Index futures contracts differ from traditional futures contracts in that when delivery takes place, no stocks or bonds change hands. Instead, these contracts settle in cash at the spot market value of the index. Although other types of futures contracts by their terms call for actual delivery or acceptance of the underlying securities, in most cases the contracts are closed out before the settlement date. A futures position may be closed by taking an opposite position in an identical contract (i.e., buying a contract that has previously been sold or selling a contract that has previously been bought).

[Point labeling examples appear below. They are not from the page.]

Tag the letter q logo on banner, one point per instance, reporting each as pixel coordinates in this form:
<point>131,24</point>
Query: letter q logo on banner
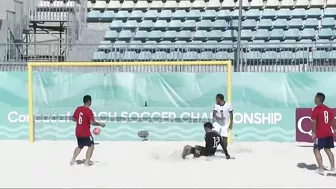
<point>301,128</point>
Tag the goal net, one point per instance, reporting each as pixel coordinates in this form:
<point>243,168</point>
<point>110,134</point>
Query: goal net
<point>170,100</point>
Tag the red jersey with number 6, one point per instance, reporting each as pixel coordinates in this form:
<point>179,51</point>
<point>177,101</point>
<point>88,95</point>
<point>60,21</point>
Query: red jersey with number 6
<point>324,117</point>
<point>83,116</point>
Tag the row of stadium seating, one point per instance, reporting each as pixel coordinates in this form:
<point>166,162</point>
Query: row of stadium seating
<point>259,45</point>
<point>203,35</point>
<point>209,55</point>
<point>222,25</point>
<point>201,4</point>
<point>95,15</point>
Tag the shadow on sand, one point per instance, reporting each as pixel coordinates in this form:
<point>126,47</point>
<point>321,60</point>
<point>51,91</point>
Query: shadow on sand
<point>81,162</point>
<point>313,167</point>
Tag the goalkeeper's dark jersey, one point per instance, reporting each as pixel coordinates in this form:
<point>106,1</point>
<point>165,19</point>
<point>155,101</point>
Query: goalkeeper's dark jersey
<point>212,141</point>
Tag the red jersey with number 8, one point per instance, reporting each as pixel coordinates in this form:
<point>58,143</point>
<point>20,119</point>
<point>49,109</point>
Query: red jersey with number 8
<point>324,117</point>
<point>83,116</point>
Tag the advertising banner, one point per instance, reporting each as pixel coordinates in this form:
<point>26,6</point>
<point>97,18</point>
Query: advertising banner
<point>303,124</point>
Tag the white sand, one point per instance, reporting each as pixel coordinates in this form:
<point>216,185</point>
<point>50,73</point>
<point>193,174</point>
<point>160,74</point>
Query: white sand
<point>157,164</point>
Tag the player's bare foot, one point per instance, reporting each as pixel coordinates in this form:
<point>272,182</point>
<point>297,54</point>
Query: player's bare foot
<point>321,171</point>
<point>72,162</point>
<point>88,163</point>
<point>186,151</point>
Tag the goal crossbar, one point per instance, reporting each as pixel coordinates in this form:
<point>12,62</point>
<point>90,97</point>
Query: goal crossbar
<point>30,66</point>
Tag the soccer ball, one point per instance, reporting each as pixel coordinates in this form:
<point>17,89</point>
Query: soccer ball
<point>96,131</point>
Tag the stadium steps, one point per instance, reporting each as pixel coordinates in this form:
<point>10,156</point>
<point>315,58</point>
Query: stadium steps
<point>87,41</point>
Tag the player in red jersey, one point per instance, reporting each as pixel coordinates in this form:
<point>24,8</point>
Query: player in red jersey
<point>322,120</point>
<point>83,117</point>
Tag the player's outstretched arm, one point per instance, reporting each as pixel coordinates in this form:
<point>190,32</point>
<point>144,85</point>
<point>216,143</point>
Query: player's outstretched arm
<point>223,144</point>
<point>333,125</point>
<point>95,123</point>
<point>231,119</point>
<point>214,115</point>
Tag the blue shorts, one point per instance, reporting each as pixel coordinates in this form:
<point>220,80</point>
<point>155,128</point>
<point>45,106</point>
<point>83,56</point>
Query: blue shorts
<point>327,142</point>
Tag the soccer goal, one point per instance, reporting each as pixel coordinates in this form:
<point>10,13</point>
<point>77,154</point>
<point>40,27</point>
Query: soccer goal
<point>55,89</point>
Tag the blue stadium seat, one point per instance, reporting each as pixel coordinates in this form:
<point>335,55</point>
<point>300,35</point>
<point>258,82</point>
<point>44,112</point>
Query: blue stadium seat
<point>277,34</point>
<point>216,34</point>
<point>319,55</point>
<point>311,23</point>
<point>262,34</point>
<point>105,45</point>
<point>166,14</point>
<point>284,13</point>
<point>151,15</point>
<point>252,14</point>
<point>330,12</point>
<point>220,25</point>
<point>189,25</point>
<point>228,35</point>
<point>190,55</point>
<point>269,55</point>
<point>299,13</point>
<point>121,44</point>
<point>150,44</point>
<point>145,55</point>
<point>253,55</point>
<point>328,22</point>
<point>292,33</point>
<point>235,13</point>
<point>314,13</point>
<point>194,14</point>
<point>131,24</point>
<point>325,33</point>
<point>125,35</point>
<point>107,15</point>
<point>175,55</point>
<point>179,15</point>
<point>247,34</point>
<point>146,25</point>
<point>130,55</point>
<point>234,24</point>
<point>308,33</point>
<point>185,35</point>
<point>286,55</point>
<point>165,44</point>
<point>111,35</point>
<point>93,15</point>
<point>269,14</point>
<point>161,24</point>
<point>116,25</point>
<point>114,55</point>
<point>175,25</point>
<point>201,35</point>
<point>136,15</point>
<point>160,55</point>
<point>99,56</point>
<point>206,24</point>
<point>209,14</point>
<point>155,35</point>
<point>295,23</point>
<point>135,45</point>
<point>122,15</point>
<point>170,35</point>
<point>141,35</point>
<point>205,55</point>
<point>280,23</point>
<point>224,14</point>
<point>301,54</point>
<point>249,24</point>
<point>265,24</point>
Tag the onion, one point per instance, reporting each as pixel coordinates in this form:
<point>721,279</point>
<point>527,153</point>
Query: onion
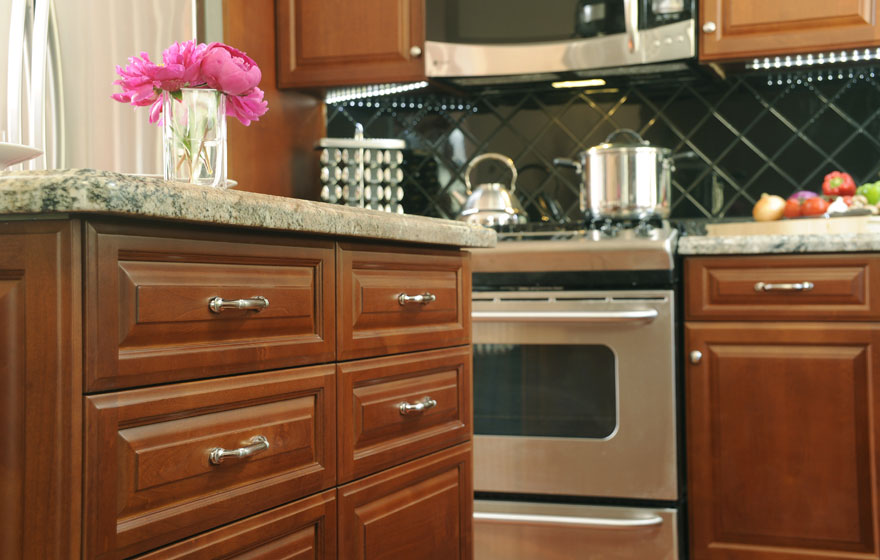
<point>801,196</point>
<point>770,207</point>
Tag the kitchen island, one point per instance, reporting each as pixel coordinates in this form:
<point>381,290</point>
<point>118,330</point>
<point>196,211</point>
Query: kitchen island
<point>197,371</point>
<point>782,346</point>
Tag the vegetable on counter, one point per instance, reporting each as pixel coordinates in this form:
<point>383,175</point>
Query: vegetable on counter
<point>838,183</point>
<point>871,192</point>
<point>814,206</point>
<point>768,208</point>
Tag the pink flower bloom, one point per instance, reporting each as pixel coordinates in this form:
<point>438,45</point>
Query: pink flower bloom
<point>187,57</point>
<point>247,108</point>
<point>229,70</point>
<point>137,80</point>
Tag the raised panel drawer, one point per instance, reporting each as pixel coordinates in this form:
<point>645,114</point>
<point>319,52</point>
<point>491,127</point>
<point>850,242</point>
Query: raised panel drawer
<point>373,319</point>
<point>790,287</point>
<point>375,432</point>
<point>421,509</point>
<point>303,530</point>
<point>149,476</point>
<point>147,313</point>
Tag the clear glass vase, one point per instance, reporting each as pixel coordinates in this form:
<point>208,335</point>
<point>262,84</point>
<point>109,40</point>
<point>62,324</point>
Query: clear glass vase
<point>194,136</point>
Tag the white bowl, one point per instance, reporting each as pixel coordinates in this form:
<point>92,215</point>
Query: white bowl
<point>10,154</point>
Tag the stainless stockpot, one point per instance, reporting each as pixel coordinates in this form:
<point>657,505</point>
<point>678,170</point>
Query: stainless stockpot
<point>624,180</point>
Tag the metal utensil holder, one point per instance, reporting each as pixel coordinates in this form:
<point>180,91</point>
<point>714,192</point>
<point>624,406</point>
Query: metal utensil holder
<point>362,172</point>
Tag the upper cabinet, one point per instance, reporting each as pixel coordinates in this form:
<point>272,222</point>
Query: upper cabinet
<point>323,43</point>
<point>756,28</point>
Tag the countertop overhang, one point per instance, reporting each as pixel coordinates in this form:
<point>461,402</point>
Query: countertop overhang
<point>103,192</point>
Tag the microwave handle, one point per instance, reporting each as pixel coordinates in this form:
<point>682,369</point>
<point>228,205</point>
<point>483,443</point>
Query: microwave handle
<point>631,21</point>
<point>637,315</point>
<point>564,520</point>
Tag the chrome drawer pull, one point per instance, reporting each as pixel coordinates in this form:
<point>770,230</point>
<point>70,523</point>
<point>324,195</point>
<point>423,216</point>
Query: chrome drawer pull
<point>796,287</point>
<point>218,304</point>
<point>423,299</point>
<point>258,443</point>
<point>421,406</point>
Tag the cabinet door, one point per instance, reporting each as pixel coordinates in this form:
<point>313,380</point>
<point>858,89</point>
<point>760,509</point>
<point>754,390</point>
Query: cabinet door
<point>757,28</point>
<point>422,509</point>
<point>40,375</point>
<point>338,42</point>
<point>782,428</point>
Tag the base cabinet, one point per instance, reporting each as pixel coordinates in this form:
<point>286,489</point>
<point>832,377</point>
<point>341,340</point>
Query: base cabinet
<point>783,418</point>
<point>174,392</point>
<point>422,509</point>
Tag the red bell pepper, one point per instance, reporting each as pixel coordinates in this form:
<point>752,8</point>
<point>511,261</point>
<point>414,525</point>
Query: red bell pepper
<point>838,184</point>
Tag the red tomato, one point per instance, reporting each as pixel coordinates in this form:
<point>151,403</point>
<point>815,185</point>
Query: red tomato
<point>792,208</point>
<point>814,206</point>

Unlike when a fund purchases or sells a bond, no price is paid or received by a fund upon the purchase or sale of the future. Initially, a fund will be required to deposit an amount of cash or securities equal to a varying specified percentage of the contract amount. This amount is known as initial margin. The margin deposit is intended to ensure completion of the contract (delivery or acceptance of the underlying security) if it is not terminated prior to the specified delivery date. A margin deposit does not constitute a margin transaction for purposes of a fund’s investment restrictions. Minimum initial margin requirements are established by the futures exchanges and may be revised. In addition, brokers may establish margin deposit requirements that are higher than the exchange minimums. Cash held in the margin accounts generally is not income-producing. However, coupon bearing securities, such as Treasury bills and bonds, held in margin accounts generally will earn income. Subsequent payments to and from the broker, called variation margin, will be made on a daily basis as the price of the underlying debt securities or index fluctuates, making the future more or less valuable, a process known as marking the contract to market. Changes in variation margin are recorded by a fund as unrealized gains or losses.

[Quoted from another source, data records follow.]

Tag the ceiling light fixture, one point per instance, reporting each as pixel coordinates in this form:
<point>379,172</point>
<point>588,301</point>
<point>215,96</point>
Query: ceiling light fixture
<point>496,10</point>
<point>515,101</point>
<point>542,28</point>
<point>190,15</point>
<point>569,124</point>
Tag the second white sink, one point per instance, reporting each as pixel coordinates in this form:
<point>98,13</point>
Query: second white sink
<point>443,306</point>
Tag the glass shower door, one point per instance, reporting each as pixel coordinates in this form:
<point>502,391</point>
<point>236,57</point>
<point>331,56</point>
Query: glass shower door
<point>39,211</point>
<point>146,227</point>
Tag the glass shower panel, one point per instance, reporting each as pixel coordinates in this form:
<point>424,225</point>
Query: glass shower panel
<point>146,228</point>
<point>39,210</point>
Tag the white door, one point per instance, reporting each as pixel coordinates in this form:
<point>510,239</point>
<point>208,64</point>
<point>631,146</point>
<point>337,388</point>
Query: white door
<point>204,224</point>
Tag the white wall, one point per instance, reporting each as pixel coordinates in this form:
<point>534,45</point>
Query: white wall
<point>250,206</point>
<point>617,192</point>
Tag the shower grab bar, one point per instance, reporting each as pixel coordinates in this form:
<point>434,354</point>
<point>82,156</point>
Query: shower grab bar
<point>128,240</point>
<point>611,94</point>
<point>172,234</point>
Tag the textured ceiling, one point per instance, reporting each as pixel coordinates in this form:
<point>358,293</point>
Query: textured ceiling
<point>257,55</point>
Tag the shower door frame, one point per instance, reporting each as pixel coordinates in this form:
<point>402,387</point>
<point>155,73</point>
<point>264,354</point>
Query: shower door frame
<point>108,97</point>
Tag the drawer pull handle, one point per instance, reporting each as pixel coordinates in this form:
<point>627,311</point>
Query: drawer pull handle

At any time prior to expiration of the future, a fund may elect to close the position by taking an opposite position. A final determination of variation margin is then made; additional cash is required to be paid by or released to a fund and that fund realizes a loss or gain.

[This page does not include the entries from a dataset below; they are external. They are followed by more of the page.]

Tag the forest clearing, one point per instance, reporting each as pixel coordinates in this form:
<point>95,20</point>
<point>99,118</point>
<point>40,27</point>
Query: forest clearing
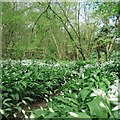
<point>60,60</point>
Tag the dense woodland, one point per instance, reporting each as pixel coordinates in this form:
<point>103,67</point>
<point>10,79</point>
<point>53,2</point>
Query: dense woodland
<point>62,57</point>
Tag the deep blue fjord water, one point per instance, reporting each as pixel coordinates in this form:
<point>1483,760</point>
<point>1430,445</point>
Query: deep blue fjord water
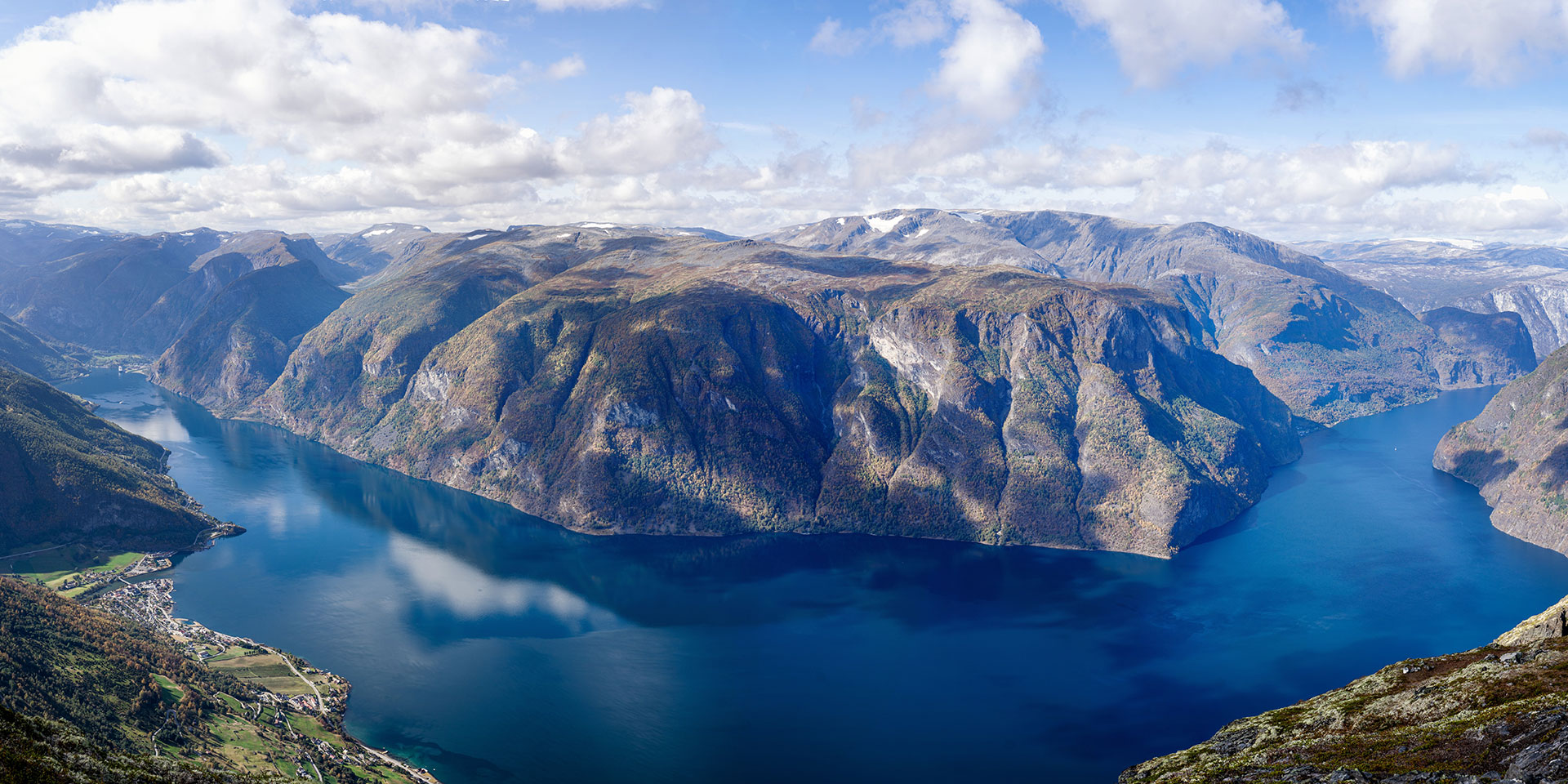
<point>494,647</point>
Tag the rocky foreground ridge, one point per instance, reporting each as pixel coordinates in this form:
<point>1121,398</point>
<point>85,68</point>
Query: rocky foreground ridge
<point>1496,714</point>
<point>1517,453</point>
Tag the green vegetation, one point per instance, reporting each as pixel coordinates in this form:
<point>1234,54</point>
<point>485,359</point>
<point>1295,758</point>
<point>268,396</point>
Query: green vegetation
<point>68,475</point>
<point>98,686</point>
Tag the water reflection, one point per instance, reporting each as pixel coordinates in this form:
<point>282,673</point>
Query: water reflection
<point>487,642</point>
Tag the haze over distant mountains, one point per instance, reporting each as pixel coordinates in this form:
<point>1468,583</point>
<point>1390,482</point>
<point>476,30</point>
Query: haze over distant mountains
<point>1423,274</point>
<point>911,372</point>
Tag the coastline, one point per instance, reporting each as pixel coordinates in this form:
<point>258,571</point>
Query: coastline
<point>151,604</point>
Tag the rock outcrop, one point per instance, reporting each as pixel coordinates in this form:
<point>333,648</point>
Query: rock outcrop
<point>1324,342</point>
<point>1490,278</point>
<point>1491,714</point>
<point>1493,349</point>
<point>623,383</point>
<point>1517,453</point>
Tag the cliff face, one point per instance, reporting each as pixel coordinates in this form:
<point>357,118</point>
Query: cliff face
<point>1496,712</point>
<point>1517,453</point>
<point>1325,344</point>
<point>25,352</point>
<point>687,386</point>
<point>141,294</point>
<point>240,341</point>
<point>68,475</point>
<point>1493,349</point>
<point>1529,279</point>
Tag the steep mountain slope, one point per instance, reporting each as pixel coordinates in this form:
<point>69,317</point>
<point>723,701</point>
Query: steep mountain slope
<point>93,298</point>
<point>1321,341</point>
<point>350,369</point>
<point>675,385</point>
<point>22,350</point>
<point>69,475</point>
<point>376,248</point>
<point>1496,712</point>
<point>240,341</point>
<point>1529,279</point>
<point>1493,347</point>
<point>141,294</point>
<point>1517,453</point>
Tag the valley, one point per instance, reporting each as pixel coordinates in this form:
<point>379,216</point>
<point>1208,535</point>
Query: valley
<point>983,385</point>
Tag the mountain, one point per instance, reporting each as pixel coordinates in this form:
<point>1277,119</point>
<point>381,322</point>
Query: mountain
<point>25,352</point>
<point>1494,712</point>
<point>1529,279</point>
<point>1493,349</point>
<point>32,242</point>
<point>93,697</point>
<point>1517,453</point>
<point>375,248</point>
<point>627,383</point>
<point>141,295</point>
<point>1321,341</point>
<point>95,298</point>
<point>68,475</point>
<point>240,341</point>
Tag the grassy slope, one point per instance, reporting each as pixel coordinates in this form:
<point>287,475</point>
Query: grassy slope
<point>687,386</point>
<point>29,353</point>
<point>68,475</point>
<point>98,686</point>
<point>240,341</point>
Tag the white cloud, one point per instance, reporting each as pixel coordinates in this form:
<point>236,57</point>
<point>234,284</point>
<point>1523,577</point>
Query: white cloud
<point>990,66</point>
<point>567,68</point>
<point>1156,41</point>
<point>1493,39</point>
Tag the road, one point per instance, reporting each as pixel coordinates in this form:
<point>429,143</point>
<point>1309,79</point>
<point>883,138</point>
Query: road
<point>320,706</point>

Purchasing Put and Call Options
By purchasing a put option, a fund obtains the right (but not the obligation) to sell the option’s underlying instrument at a fixed strike price. In return for this right, a fund pays the current market price for the option (known as the option premium). Options have various types of underlying instruments, including specific securities, indices of securities prices, and futures contracts. A fund may terminate its position in a put option it has purchased by allowing it to expire or by exercising the option. If the option is allowed to expire, a fund will lose the entire premium it paid. If a fund exercises the option, it completes the sale of the underlying instrument at the strike price. A fund also may terminate a put option position by closing it out in the secondary market at its current price if a liquid secondary market exists.
The buyer of a typical put option can expect to realize a gain if security prices fall substantially. However, if the underlying instrument’s price does not fall enough to offset the cost of purchasing the option, a put buyer can expect to suffer a loss (limited to the amount of the premium paid, plus related transaction costs).
The features of call options are essentially the same as those of put options, except that the purchaser of a call option obtains the right to purchase, rather than sell, the underlying instrument at the option’s strike price. A call buyer typically attempts to participate in potential price increases of the underlying instrument with risk limited to the cost of the option if security prices fall. At the same time, the buyer can expect to suffer a loss if security prices do not rise sufficiently to offset the cost of the option.
Writing Put and Call Options
If a fund writes a put option, it takes the opposite side of the transaction from the option’s purchaser. In return for receipt of the premium, a fund assumes the obligation to pay the strike price for the option’s underlying instrument if the other party chooses to exercise the option. When writing an option on a futures contract, a fund will be required to make margin payments to a broker or custodian as described above for futures contracts. A fund may seek to terminate its position in a put option it writes before exercise by closing out the option in the secondary market at its current price. However, if the secondary market is not liquid for a put option a fund has written, the fund must continue to be prepared to pay the strike price while the option is outstanding, regardless of price changes, and must continue to set aside assets to cover its position.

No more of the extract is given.